IX FESTIWAL ATELIER POLSKIEGO TEATRU TAŃCA JUŻ W MARCU
Festiwal Atelier Polskiego Teatru Tańca w tym roku odbędzie się po raz dziewiąty. Tegoroczna edycja obrała kilka kierunków: debiuty, powroty, promocje, goście. Stawia jednak na polskich twórców.
Zdaniem organizatorów Festiwalu, to co się znajduje w tegorocznym repertuarze to w pewien sposób branie odpowiedzialności za świat. Dziś pytania dotyczące świata zadają młodzi twórcy i artyści. Jakie będą ich odpowiedzi , zobaczymy na scenie podczas spektakli.
Ewa Wycichowska, dyrektor artystyczny Festiwalu - Atelier powstało 17 lat temu ponieważ Konrad Drzewiecki (założyciel i współtwórca PTT przyp.red.)współpracował z twórcami, którzy chcieli robić coś sami, nie chcieli odtwarzać już zrealizowanych dzieł. Była to kolejna szansa żeby zatrzymać ich w teatrze i rozwijać ich kreatywność. Szukanie talentów musi odbywać się już bardzo wcześnie. Bardzo mnie cieszy, ze zgłaszają się do nas nowi, młodzi twórcy, którzy chcą mówić o rzeczach ważnych.
Dziewiąta edycja kładzie nacisk na debiuty polskich tancerzy i twórców. Początkowo dyrekcja Festiwalu zapraszała również tancerzy zagranicznych. - Jednak nasi tancerze i twórcy maja teraz priorytet - mówi Ewa Wycichowska.
Tegoroczni poznańscy debiutanci to Monika Błaszczak, dyplomantka Ogólnokształcącej Szkoły Baletowej im. Olgi Sławskiej- Lipczyńskiej oraz absolwenci tej szkoły, Adrian Radwański oraz Marcin Motyl.
Spektakl pt. „Śnienie” rozgrywa się w Farze i przestrzeniach Szkoły Baletowej – Chciałam, żeby „Śnienie” było tknięciem nieba, świata niesamowitego. Ważne jest dla mnie to, jak ma się twórczość człowieka do tworzenia Boga i ten wątek w tym spektaklu poruszam. Spektakl odbywa się w Farze ale i w całym budynku Szkoły Baletowej, w każdej klasie, korytarzu, kącie. W spektaklu bierze udział około dwustu uczniów Szkoły Baletowej, kilku tancerzy Teatru Tańca. Praca nad spektaklem jest bardzo intensywna. Mam wybór pomiędzy „Śnieniem” z dużej lub małej litery. Wybieram tę pierwsza opcję więc mało ostatnio śpię (śmiech) – mówi o swoim spektaklu Monika Błaszczak.

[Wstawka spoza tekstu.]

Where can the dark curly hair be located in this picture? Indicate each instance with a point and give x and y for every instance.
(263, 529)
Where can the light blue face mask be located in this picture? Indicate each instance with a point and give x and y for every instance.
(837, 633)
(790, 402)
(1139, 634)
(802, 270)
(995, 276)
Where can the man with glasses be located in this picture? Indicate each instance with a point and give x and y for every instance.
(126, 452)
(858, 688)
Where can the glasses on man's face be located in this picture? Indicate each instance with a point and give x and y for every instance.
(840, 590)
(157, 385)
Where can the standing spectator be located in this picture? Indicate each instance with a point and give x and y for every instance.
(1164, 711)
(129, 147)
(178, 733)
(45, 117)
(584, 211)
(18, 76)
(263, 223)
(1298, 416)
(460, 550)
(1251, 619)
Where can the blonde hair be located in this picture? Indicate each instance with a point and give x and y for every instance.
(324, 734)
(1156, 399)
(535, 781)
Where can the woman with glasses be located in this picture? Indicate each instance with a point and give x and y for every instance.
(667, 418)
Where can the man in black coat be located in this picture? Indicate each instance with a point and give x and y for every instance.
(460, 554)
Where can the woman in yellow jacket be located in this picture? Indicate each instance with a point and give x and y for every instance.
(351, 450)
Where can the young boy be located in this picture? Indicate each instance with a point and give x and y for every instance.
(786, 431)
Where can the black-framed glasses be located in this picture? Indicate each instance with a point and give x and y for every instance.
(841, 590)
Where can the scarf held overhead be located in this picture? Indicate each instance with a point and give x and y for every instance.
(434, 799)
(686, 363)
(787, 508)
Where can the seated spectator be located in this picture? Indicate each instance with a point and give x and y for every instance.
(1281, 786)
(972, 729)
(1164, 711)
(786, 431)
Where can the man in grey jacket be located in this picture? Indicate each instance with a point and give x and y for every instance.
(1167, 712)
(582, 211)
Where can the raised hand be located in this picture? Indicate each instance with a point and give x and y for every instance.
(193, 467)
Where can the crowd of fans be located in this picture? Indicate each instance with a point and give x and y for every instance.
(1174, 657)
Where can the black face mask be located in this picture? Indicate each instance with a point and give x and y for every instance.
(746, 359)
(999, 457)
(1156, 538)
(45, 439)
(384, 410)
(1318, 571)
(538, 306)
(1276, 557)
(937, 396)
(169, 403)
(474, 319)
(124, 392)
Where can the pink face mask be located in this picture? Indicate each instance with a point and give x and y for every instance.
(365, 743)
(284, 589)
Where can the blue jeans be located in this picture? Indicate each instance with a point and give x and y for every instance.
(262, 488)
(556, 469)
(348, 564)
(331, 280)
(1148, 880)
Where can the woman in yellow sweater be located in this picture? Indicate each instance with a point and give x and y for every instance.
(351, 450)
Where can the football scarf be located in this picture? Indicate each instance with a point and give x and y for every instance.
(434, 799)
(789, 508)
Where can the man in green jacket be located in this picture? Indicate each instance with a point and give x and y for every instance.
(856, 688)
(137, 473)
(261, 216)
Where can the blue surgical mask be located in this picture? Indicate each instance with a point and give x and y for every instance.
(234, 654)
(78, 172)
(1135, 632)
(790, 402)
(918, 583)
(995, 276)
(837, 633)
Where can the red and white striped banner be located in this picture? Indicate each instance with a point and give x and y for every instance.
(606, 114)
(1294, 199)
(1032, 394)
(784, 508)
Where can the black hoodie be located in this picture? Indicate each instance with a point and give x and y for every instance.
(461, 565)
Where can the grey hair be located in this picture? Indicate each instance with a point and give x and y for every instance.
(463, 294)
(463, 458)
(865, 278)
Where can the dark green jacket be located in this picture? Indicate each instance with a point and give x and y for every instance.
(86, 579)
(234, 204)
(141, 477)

Z kolei spektakl plan dotyka spraw o wiele bardziej przyziemnych. Opowiada o człowieku w świecie, który wiele rzeczy planuje, a w kryzysowych sytuacjach okazuje się, że planu nie ma. - Pomysł się wziął z tego , że ludzi cały czas planują, zdaje się im, że panują nad swoim życiem a poprzez to nie mają czasu dla siebie i bliskich. Ja stawiam pytanie czy warto i czy nie doprowadza to do wyłączenia się ze społeczeństwa. Jednym z tematów spektaklu jest imigracja, która wydaje się być wyłączona spoza planu. W tej kwestii tego planu jesteśmy pozbawieni. Europa ma duży orzech do zgryzienia, zastanawia się nad obecną sytuacją, ale dobrego planu, zdaje się, nie ma – wyjaśnia Marcin Motyl.